Siamo di fronte, nel caso di specie, ad un'operina neofolk da camera (meglio, da salottino neoromantico, ma assolutamente non "engagé") rilasciata nel 2005: quando ancora tutto era possibile . I toni sono smorzati, vagamente melò, su eterei tappeti di reveries aurorali, ed ambigue latenze: qui contano più i ridondanti silenzi che le note sussurrate, più i giochi delle cesure che le melodie appena conchiuse. Non siamo, ovviamente, sui livelli dei due "magna opera" di Cashmore, sotto il "moniker" di "Nature and Organization": l'eccelso "Beauty Reaps the Bloond of Solitude" (1994) ed il non cesellato, ma altrettanto sontuoso e forse più, "Death in a Snow Leopard Winter" (1998), recentemente riuniti in un meritorio lavoro di inconcusso recupero filologico. Scarna ma preziosa la confezione del "packaging" dell'album in questione, che noi raccattammo a Berkeley tra torme di sbandati e balordi di ogni risma: ad una copertina di motivo fiocamente floreale fa riscontro, all'interno, qualche sobria partecipazione, la lista delle tracce in caratteri classici e l'effigie da impeccabile asceta ortodosso di Cashmore. A dominare il viola e i suoi toni: una conferma della luttuosa, ma anche delicatamente trascesa, aura che avvolge le brume del cd: tutto giocato sui chiaroscuri resi tramite una sorvegliatissima chitarra elettrica e una sottilmente lancinante fisarmonica.
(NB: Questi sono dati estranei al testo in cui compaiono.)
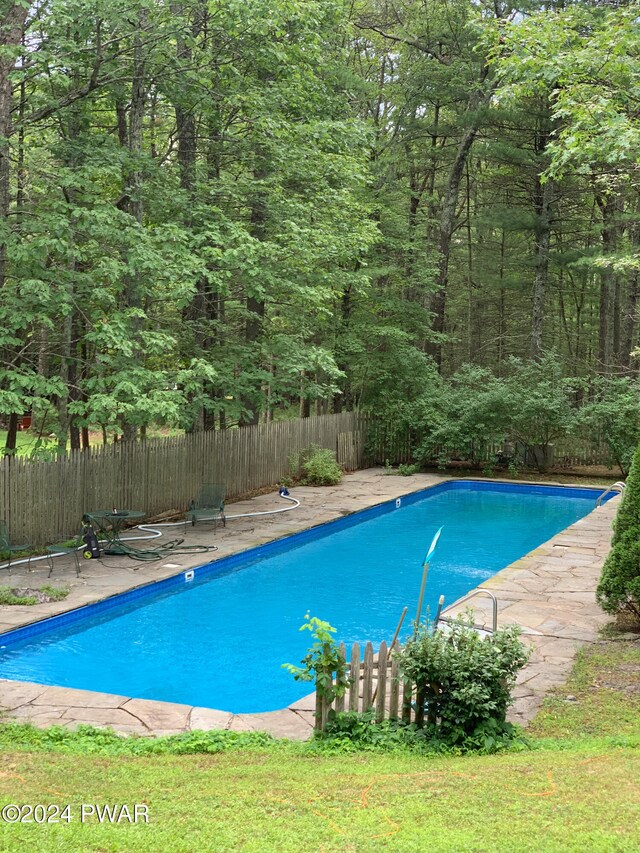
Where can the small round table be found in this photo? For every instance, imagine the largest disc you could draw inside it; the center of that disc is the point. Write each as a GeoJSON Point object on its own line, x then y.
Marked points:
{"type": "Point", "coordinates": [108, 525]}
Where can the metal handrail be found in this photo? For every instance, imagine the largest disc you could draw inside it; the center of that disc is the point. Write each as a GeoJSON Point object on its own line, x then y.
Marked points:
{"type": "Point", "coordinates": [618, 486]}
{"type": "Point", "coordinates": [471, 595]}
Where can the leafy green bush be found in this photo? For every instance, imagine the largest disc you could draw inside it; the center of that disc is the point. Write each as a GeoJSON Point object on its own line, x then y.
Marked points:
{"type": "Point", "coordinates": [8, 598]}
{"type": "Point", "coordinates": [324, 663]}
{"type": "Point", "coordinates": [619, 586]}
{"type": "Point", "coordinates": [408, 470]}
{"type": "Point", "coordinates": [8, 595]}
{"type": "Point", "coordinates": [352, 732]}
{"type": "Point", "coordinates": [464, 680]}
{"type": "Point", "coordinates": [319, 467]}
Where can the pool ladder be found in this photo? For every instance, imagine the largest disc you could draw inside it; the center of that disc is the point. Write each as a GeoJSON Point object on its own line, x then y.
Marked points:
{"type": "Point", "coordinates": [618, 486]}
{"type": "Point", "coordinates": [473, 594]}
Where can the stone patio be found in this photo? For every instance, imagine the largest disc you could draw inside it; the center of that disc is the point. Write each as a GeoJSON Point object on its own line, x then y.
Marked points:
{"type": "Point", "coordinates": [549, 592]}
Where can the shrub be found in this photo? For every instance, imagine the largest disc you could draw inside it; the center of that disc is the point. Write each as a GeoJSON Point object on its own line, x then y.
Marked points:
{"type": "Point", "coordinates": [319, 467]}
{"type": "Point", "coordinates": [408, 470]}
{"type": "Point", "coordinates": [619, 585]}
{"type": "Point", "coordinates": [354, 732]}
{"type": "Point", "coordinates": [324, 663]}
{"type": "Point", "coordinates": [464, 679]}
{"type": "Point", "coordinates": [15, 596]}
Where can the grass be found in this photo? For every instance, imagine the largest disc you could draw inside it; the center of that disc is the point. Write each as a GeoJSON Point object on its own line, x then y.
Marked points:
{"type": "Point", "coordinates": [291, 801]}
{"type": "Point", "coordinates": [577, 789]}
{"type": "Point", "coordinates": [27, 441]}
{"type": "Point", "coordinates": [605, 695]}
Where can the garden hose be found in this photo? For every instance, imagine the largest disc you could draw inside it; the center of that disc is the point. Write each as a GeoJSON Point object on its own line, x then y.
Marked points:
{"type": "Point", "coordinates": [158, 553]}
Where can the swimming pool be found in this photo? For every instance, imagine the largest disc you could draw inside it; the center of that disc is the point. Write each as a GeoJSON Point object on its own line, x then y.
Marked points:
{"type": "Point", "coordinates": [220, 640]}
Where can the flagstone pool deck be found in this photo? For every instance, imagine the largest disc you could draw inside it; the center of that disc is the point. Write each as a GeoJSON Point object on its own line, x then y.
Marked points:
{"type": "Point", "coordinates": [549, 592]}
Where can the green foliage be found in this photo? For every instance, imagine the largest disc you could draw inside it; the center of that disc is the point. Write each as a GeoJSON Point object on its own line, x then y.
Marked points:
{"type": "Point", "coordinates": [86, 740]}
{"type": "Point", "coordinates": [614, 417]}
{"type": "Point", "coordinates": [8, 597]}
{"type": "Point", "coordinates": [317, 466]}
{"type": "Point", "coordinates": [353, 732]}
{"type": "Point", "coordinates": [408, 470]}
{"type": "Point", "coordinates": [464, 679]}
{"type": "Point", "coordinates": [324, 663]}
{"type": "Point", "coordinates": [54, 593]}
{"type": "Point", "coordinates": [619, 585]}
{"type": "Point", "coordinates": [531, 405]}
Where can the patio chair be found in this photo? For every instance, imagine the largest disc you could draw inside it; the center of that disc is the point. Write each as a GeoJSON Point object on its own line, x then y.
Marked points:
{"type": "Point", "coordinates": [7, 547]}
{"type": "Point", "coordinates": [208, 506]}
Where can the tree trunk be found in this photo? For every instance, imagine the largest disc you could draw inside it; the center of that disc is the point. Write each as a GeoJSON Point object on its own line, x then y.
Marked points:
{"type": "Point", "coordinates": [448, 211]}
{"type": "Point", "coordinates": [544, 199]}
{"type": "Point", "coordinates": [606, 359]}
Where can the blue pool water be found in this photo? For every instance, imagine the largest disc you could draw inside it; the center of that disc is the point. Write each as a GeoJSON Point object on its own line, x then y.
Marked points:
{"type": "Point", "coordinates": [220, 641]}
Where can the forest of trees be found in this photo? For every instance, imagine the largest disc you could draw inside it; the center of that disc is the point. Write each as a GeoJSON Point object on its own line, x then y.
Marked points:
{"type": "Point", "coordinates": [213, 212]}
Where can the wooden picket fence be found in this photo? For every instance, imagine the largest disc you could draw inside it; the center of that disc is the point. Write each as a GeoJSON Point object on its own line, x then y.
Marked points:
{"type": "Point", "coordinates": [375, 686]}
{"type": "Point", "coordinates": [43, 501]}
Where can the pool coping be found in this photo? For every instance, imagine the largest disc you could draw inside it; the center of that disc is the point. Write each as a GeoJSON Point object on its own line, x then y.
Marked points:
{"type": "Point", "coordinates": [553, 631]}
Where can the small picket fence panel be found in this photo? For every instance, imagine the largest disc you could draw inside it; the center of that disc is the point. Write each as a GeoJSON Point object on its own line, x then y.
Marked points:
{"type": "Point", "coordinates": [376, 685]}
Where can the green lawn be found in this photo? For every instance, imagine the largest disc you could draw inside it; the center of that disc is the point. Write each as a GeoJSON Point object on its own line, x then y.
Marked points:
{"type": "Point", "coordinates": [578, 789]}
{"type": "Point", "coordinates": [581, 799]}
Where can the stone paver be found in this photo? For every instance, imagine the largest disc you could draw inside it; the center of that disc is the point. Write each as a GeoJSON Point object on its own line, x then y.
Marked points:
{"type": "Point", "coordinates": [549, 592]}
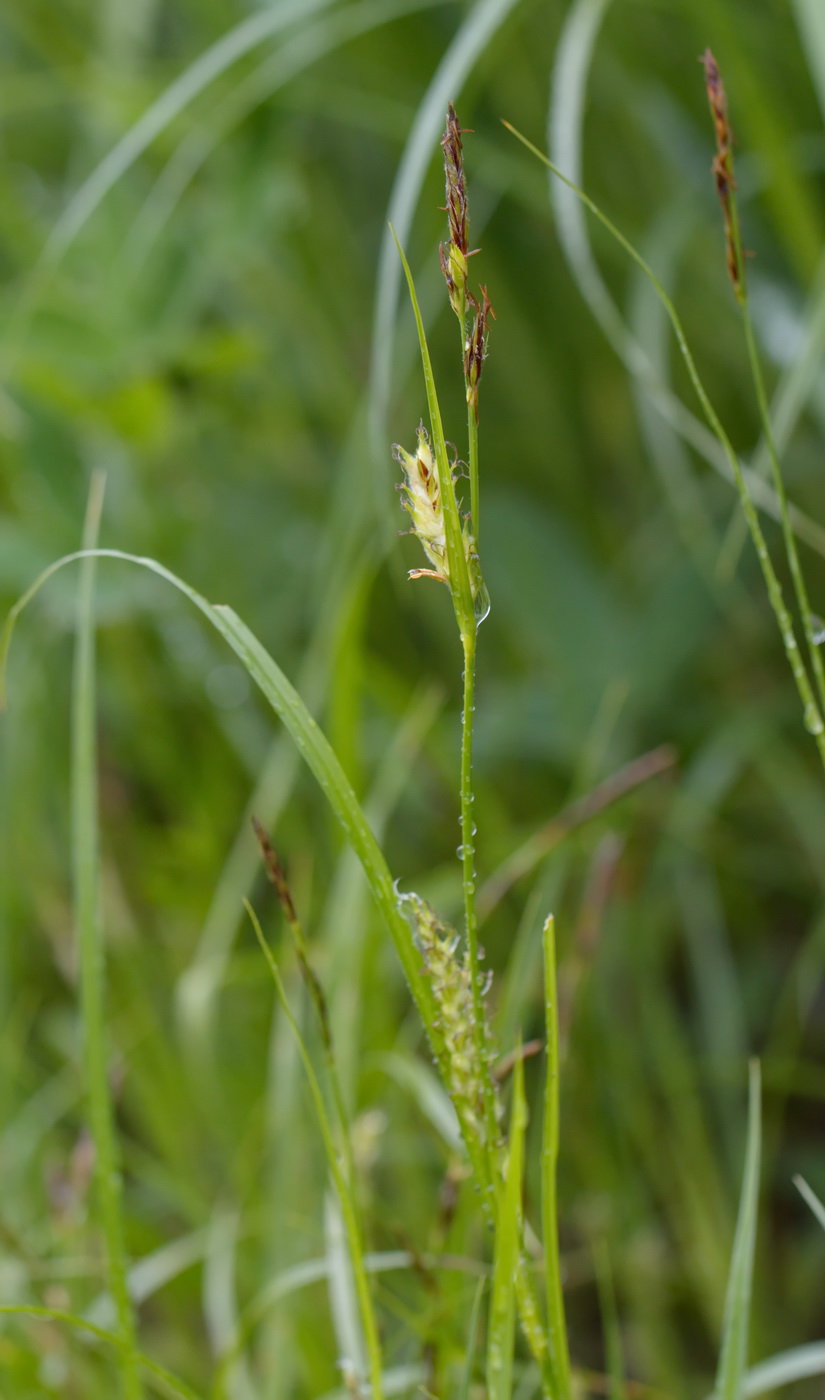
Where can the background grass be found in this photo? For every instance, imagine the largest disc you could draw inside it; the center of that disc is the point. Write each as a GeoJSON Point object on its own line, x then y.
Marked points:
{"type": "Point", "coordinates": [206, 336]}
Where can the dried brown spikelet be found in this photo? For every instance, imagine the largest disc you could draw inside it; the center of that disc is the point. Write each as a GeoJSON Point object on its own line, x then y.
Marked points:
{"type": "Point", "coordinates": [723, 168]}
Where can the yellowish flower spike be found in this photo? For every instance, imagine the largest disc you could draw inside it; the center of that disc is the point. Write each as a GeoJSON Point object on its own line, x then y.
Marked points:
{"type": "Point", "coordinates": [422, 499]}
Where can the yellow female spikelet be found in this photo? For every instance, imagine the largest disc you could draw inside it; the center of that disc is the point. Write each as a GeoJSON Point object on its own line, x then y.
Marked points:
{"type": "Point", "coordinates": [422, 499]}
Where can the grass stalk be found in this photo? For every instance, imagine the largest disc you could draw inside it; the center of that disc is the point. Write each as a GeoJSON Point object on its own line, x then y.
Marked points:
{"type": "Point", "coordinates": [787, 531]}
{"type": "Point", "coordinates": [342, 1186]}
{"type": "Point", "coordinates": [90, 935]}
{"type": "Point", "coordinates": [726, 186]}
{"type": "Point", "coordinates": [811, 716]}
{"type": "Point", "coordinates": [549, 1161]}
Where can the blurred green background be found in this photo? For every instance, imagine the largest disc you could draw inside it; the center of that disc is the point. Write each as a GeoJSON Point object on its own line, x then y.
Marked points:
{"type": "Point", "coordinates": [199, 300]}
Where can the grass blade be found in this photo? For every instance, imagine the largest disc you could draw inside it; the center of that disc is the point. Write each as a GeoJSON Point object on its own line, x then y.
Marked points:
{"type": "Point", "coordinates": [811, 717]}
{"type": "Point", "coordinates": [811, 1199]}
{"type": "Point", "coordinates": [90, 938]}
{"type": "Point", "coordinates": [555, 1298]}
{"type": "Point", "coordinates": [343, 1187]}
{"type": "Point", "coordinates": [164, 1381]}
{"type": "Point", "coordinates": [502, 1325]}
{"type": "Point", "coordinates": [730, 1382]}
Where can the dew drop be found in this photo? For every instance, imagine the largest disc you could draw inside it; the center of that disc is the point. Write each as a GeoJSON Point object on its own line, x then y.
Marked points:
{"type": "Point", "coordinates": [481, 604]}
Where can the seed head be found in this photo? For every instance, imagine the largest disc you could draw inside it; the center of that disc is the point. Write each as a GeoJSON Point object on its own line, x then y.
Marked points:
{"type": "Point", "coordinates": [422, 499]}
{"type": "Point", "coordinates": [723, 168]}
{"type": "Point", "coordinates": [447, 970]}
{"type": "Point", "coordinates": [475, 350]}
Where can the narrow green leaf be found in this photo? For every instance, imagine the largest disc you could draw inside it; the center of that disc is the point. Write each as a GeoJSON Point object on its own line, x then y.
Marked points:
{"type": "Point", "coordinates": [164, 1381]}
{"type": "Point", "coordinates": [507, 1249]}
{"type": "Point", "coordinates": [91, 954]}
{"type": "Point", "coordinates": [730, 1382]}
{"type": "Point", "coordinates": [310, 741]}
{"type": "Point", "coordinates": [555, 1298]}
{"type": "Point", "coordinates": [343, 1187]}
{"type": "Point", "coordinates": [811, 1199]}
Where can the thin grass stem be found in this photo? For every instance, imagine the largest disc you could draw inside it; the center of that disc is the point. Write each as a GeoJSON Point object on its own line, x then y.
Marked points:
{"type": "Point", "coordinates": [87, 919]}
{"type": "Point", "coordinates": [469, 889]}
{"type": "Point", "coordinates": [787, 531]}
{"type": "Point", "coordinates": [813, 718]}
{"type": "Point", "coordinates": [343, 1187]}
{"type": "Point", "coordinates": [553, 1292]}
"Twilight Empire" riesce a dipingere un quadretto impressionisticamente immaginale in tre accordi, iterati con grazia tutta boreale. La luce del nord si stempera nelle fatidiche tempeste d'acciaio. Qualche riverbero effettato volge in malinconia la terrifica visione delle rovine di Occidente, ultima e più crassa manifestazione delle quali costituiscono le alluvioni di allogeni che appestano la nostra Europa: cui Cashmore si ribella, invitando ad una rivolta tutta interiorizzata. Il crepuscolo dell'impero deve essere trasmutato in occasione di incanto.

"I Killed Dusk": un titolo che è un programma marziale per élites metapolitiche. Ancora una chitarra pizzicata in modi trascendentali rilascia un refrain intimistico che contribuisce, con la protezione di un San Giorgio paganizzato "post eventum", alla soppressione del mefitico Dragone. Uccidere senza odiare, consigliava J. Evola: e Cashmore si fa esecutore del lascito del vate antimoderno, senza indugi di sorta.

"Dream England" è un ulteriore tassello nel mosaico delle stratificazioni neoromantiche. Una divagazione centrale quasi neoterica induce alla contemplazione della colossale disfatta. Il brano termina in sordina, quasi dovesse riprendere in una dimensione parallela: ciò che forse avvenne.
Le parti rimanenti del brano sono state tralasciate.